By clicking the Git icon located in the left panel or using Ctrl + Shift + G (Windows), you have easy access to Source Control. In here, you can do all the Git thingies. So convenient, isn’t it?

How do all these things enhance my workflow — and how can they make yours better, too?

After a decent amount of time working with VSCode, I strongly believe its key value is based in its all-in-one environment. All of my needs and tasks within my workflow as a Front-end developer is nicely and flawlessly handled.

To make these advantages clearer, let me walk you through my normal workflow.


Let’s say I got some ideas working on a new Music app created by React. I normally start a project by creating a blank folder — so I’ll create a new folder named music_react. After that, I can immediately open the project in VSCode by choosing a right-click option.

Once I am in my working project, I can quickly create the file and folders with shortcuts in the left panel.

In this project, I want to use the create-react-app initialization. Therefore, I may need to install that package — not a big deal. I open my terminal by typing Ctrl + `. Amazingly, the terminal automatically navigates to my exact directory. There is no need to change directories anymore.

After entering in the command line to install the npm package, all I need to do is to wait until all dependencies are installed.


I also want to publish my project on GitHub, so I should probably initialize a Git repository at first. After the packages are installed, I type a Git initialization command right in my terminal as well.


Once Git is successfully installed, I can commit all pending changes right in the Source Control on the left panel.

Then I can continue to work on my project as normal. Besides, I can push all changes to GitHub from my terminal if I want to.

Wrapping up

So that’s my normal workflow in the VSCode environment. I understand that this varies significantly depending on what type of developer you are.

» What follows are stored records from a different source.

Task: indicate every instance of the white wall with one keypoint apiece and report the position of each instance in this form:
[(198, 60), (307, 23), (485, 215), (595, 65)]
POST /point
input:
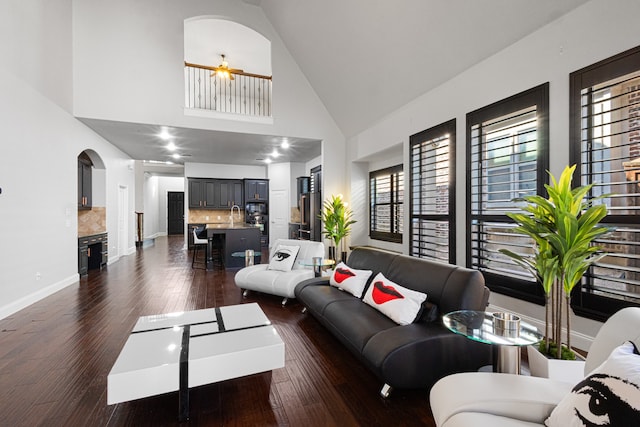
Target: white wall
[(38, 164), (146, 53), (588, 34)]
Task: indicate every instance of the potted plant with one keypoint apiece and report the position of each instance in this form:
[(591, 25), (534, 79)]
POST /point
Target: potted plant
[(563, 227), (337, 220)]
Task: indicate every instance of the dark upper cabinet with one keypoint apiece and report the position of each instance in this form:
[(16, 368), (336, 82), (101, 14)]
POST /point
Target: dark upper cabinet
[(84, 183), (215, 193), (256, 190), (196, 193), (231, 193)]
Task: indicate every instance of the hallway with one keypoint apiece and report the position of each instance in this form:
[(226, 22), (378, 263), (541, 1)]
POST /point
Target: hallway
[(55, 356)]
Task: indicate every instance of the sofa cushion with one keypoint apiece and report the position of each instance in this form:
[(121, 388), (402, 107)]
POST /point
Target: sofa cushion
[(318, 294), (400, 304), (610, 395), (354, 322), (350, 279)]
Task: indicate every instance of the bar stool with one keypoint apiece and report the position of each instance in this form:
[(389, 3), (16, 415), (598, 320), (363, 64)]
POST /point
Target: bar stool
[(198, 243)]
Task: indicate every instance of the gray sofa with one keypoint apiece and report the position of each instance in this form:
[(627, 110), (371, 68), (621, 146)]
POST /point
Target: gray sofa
[(409, 356)]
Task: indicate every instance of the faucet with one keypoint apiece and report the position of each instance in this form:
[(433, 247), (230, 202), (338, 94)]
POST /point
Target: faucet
[(231, 216)]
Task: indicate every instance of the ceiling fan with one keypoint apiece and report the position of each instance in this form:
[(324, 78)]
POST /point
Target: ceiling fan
[(223, 70)]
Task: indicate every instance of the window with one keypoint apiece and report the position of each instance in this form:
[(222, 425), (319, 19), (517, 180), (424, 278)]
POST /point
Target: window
[(386, 192), (605, 144), (507, 158), (433, 193)]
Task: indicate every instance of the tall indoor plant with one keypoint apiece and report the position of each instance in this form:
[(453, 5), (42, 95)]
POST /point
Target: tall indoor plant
[(337, 220), (563, 227)]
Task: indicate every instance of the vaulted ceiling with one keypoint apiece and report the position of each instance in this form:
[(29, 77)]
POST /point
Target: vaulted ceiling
[(367, 58), (364, 59)]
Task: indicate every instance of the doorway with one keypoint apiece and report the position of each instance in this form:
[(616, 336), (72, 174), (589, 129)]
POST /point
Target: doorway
[(123, 223), (175, 208)]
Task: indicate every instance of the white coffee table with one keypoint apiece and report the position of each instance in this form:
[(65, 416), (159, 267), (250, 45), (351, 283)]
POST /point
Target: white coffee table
[(178, 351)]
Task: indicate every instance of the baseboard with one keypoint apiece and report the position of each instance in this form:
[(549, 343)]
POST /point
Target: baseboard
[(27, 300), (578, 340)]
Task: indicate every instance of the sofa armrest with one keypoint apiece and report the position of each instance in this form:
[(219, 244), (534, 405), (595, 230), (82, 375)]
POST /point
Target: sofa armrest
[(315, 281)]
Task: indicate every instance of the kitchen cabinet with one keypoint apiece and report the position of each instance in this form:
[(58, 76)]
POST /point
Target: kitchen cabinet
[(235, 240), (202, 193), (256, 190), (231, 193), (93, 252), (84, 183), (215, 193)]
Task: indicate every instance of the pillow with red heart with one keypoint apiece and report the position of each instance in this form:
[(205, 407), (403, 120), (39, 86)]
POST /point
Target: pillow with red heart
[(349, 279), (400, 304)]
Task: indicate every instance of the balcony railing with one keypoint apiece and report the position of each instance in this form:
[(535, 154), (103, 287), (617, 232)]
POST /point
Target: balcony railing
[(247, 94)]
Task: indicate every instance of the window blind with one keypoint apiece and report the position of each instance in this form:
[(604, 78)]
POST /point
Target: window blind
[(507, 159), (386, 199), (433, 193), (606, 135)]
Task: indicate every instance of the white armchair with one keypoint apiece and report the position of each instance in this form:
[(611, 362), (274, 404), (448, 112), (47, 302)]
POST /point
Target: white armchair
[(282, 283), (496, 400)]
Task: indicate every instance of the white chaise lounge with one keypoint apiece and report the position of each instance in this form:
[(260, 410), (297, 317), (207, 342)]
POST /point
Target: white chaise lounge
[(499, 400), (282, 283)]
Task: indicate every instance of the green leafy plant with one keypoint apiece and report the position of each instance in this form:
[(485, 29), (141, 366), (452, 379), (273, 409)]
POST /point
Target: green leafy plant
[(564, 227), (336, 219)]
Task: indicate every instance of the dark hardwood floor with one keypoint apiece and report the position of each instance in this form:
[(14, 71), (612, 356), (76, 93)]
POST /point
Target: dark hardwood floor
[(55, 356)]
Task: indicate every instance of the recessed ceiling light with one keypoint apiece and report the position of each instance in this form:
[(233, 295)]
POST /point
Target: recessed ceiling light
[(164, 134)]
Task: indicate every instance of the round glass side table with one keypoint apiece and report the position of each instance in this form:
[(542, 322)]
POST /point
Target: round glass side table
[(501, 329), (318, 264)]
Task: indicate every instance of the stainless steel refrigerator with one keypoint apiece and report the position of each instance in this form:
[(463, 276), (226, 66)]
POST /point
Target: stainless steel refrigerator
[(310, 223)]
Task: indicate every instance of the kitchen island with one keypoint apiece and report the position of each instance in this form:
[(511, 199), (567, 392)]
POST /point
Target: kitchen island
[(231, 238)]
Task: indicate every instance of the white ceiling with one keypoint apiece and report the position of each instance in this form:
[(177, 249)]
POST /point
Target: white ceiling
[(364, 58), (142, 142), (387, 53)]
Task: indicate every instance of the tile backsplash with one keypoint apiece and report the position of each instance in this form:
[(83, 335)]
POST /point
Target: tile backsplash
[(93, 221), (209, 216)]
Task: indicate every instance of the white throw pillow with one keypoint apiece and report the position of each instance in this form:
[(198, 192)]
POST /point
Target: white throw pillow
[(400, 304), (349, 279), (283, 258), (608, 396)]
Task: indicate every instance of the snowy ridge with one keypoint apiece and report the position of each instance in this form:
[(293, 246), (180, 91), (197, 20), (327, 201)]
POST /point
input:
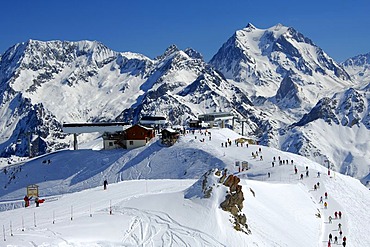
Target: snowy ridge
[(270, 78), (282, 210)]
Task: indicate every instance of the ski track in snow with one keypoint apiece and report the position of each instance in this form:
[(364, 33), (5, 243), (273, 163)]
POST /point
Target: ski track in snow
[(159, 229)]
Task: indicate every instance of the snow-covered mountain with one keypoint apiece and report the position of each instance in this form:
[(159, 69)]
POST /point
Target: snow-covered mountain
[(176, 196), (359, 68), (272, 79), (260, 59)]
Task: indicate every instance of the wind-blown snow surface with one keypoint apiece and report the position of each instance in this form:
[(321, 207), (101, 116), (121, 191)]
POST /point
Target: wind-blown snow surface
[(153, 211)]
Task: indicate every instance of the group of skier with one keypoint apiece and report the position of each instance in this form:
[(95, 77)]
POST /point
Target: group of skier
[(28, 199)]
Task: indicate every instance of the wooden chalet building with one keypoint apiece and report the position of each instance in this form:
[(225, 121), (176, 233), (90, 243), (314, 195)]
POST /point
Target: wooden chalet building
[(136, 136), (170, 136)]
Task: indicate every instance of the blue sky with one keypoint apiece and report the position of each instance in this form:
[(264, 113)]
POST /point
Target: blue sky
[(341, 28)]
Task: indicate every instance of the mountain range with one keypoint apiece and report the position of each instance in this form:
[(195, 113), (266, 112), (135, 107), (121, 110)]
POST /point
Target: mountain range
[(286, 90)]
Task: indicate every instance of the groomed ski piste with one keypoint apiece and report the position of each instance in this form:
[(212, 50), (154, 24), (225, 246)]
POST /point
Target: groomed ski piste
[(144, 204)]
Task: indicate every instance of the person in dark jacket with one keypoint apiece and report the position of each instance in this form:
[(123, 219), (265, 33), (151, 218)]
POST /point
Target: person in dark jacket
[(26, 201)]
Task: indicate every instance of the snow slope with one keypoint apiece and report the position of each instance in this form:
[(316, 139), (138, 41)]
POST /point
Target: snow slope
[(145, 205)]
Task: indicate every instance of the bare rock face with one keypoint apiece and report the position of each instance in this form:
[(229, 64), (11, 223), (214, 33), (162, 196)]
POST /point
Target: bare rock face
[(234, 203)]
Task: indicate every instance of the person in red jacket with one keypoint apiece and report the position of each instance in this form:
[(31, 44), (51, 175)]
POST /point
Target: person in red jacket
[(26, 201)]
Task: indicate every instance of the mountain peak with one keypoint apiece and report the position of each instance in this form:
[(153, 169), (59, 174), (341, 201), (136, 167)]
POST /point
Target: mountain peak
[(170, 50), (193, 53), (250, 27)]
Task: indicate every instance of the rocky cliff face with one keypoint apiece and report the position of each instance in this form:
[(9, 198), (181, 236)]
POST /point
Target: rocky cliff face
[(276, 82)]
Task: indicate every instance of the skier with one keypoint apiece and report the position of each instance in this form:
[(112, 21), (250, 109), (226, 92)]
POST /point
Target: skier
[(37, 202), (335, 240), (26, 201), (105, 184)]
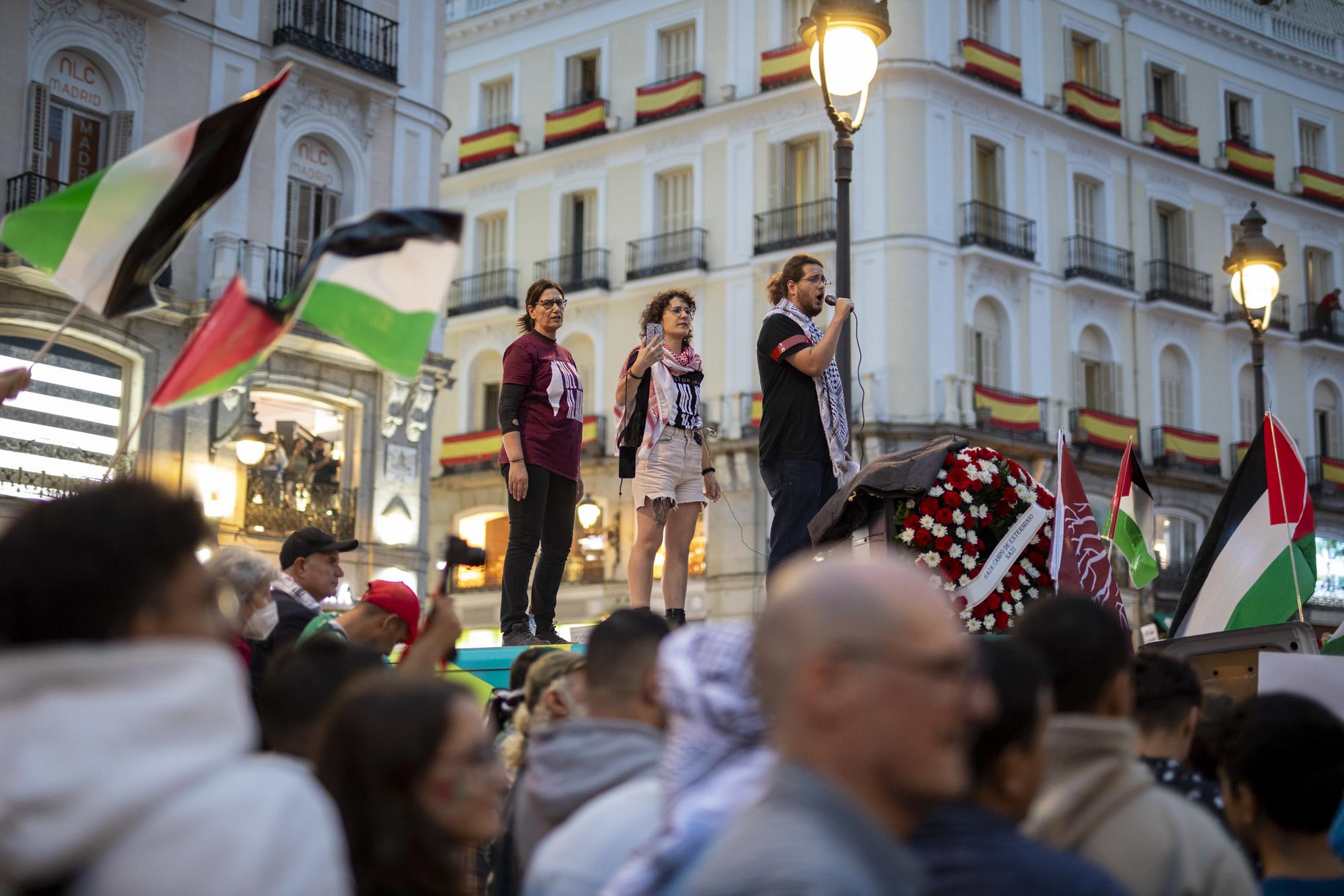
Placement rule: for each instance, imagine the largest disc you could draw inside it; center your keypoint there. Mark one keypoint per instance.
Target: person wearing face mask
(248, 576)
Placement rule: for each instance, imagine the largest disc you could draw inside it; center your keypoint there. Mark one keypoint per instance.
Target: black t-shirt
(791, 422)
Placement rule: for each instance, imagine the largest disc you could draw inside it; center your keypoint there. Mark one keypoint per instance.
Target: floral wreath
(956, 527)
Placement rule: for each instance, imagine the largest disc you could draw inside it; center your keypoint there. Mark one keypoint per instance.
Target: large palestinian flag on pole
(380, 283)
(1131, 526)
(1257, 565)
(106, 238)
(237, 335)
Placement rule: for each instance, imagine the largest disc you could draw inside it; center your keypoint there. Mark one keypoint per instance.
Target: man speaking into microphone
(804, 422)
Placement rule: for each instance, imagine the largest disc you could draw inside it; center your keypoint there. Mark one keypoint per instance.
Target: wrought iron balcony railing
(489, 289)
(1179, 284)
(814, 222)
(342, 32)
(678, 251)
(573, 272)
(984, 225)
(1100, 261)
(28, 189)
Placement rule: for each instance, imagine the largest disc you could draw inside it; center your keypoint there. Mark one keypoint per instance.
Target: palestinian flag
(378, 284)
(106, 238)
(237, 335)
(1131, 526)
(1259, 562)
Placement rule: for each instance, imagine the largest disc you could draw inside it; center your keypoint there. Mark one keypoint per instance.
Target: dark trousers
(798, 491)
(545, 518)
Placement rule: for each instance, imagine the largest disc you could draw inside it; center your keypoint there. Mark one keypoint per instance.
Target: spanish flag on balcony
(1249, 163)
(1201, 448)
(487, 147)
(1092, 107)
(485, 445)
(786, 65)
(1105, 431)
(670, 97)
(1318, 185)
(575, 123)
(1167, 135)
(1006, 410)
(993, 65)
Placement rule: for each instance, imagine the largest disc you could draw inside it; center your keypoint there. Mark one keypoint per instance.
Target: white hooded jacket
(130, 769)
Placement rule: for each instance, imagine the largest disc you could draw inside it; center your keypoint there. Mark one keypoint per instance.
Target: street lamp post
(847, 32)
(1255, 267)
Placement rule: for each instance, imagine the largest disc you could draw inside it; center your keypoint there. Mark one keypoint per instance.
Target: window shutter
(120, 143)
(40, 101)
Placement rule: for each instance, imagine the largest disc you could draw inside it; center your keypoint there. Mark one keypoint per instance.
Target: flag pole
(1290, 525)
(52, 341)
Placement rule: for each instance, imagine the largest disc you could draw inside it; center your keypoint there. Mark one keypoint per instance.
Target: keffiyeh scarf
(835, 422)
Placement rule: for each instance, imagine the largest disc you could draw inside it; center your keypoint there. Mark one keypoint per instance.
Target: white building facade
(357, 127)
(1044, 194)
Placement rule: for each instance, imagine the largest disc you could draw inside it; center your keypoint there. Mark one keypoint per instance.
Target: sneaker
(548, 635)
(521, 637)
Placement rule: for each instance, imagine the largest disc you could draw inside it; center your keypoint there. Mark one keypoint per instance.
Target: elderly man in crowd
(870, 690)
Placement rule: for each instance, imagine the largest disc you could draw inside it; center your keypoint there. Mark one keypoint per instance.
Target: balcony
(1103, 431)
(1173, 283)
(479, 292)
(577, 271)
(1326, 476)
(28, 189)
(669, 97)
(275, 506)
(1100, 261)
(342, 32)
(1233, 314)
(666, 253)
(576, 123)
(1318, 323)
(814, 222)
(1177, 448)
(1003, 232)
(1243, 161)
(1171, 136)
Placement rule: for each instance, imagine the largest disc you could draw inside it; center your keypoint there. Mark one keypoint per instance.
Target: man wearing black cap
(311, 572)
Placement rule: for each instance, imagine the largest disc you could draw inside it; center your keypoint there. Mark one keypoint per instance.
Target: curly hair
(534, 295)
(654, 311)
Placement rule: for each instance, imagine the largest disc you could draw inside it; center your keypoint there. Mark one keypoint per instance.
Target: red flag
(1080, 558)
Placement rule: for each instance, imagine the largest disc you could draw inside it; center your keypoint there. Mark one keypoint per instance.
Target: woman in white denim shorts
(658, 412)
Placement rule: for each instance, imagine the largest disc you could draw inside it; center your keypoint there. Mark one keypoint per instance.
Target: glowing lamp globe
(1256, 287)
(851, 61)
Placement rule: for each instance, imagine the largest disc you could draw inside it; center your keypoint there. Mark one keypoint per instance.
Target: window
(1240, 119)
(1318, 273)
(989, 162)
(1087, 57)
(498, 104)
(1311, 144)
(983, 21)
(1173, 382)
(677, 52)
(1087, 198)
(491, 242)
(581, 79)
(674, 201)
(1326, 417)
(1165, 92)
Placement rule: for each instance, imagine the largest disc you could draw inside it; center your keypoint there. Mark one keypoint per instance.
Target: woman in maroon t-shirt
(542, 421)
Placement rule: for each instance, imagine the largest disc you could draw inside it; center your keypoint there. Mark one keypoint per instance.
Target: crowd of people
(169, 727)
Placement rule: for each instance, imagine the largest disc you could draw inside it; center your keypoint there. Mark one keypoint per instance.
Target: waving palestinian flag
(380, 283)
(106, 238)
(1259, 561)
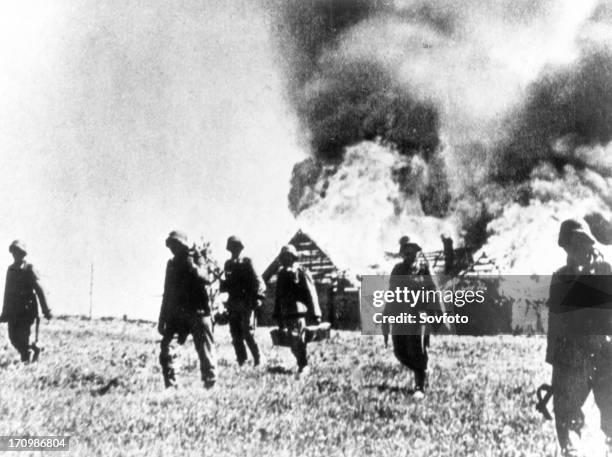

A back-end developer might have a completely different workflow compared to mine.

However, if you are a front-end developer who is just getting to know VSCode, and you want to check it out before getting into it, I hope that this article gives you insight and helps enhance your productivity. After all, my biggest inspiration to write this small guideline is because I could not really find any thorough review of VSCode for newcomers. As a result, this blog hopefully can bring you some value.

Lastly, if your setup is different than mine or there are great extensions that you think are nice to have, don’t hesitate to share in the comments. I am excited to hear from you!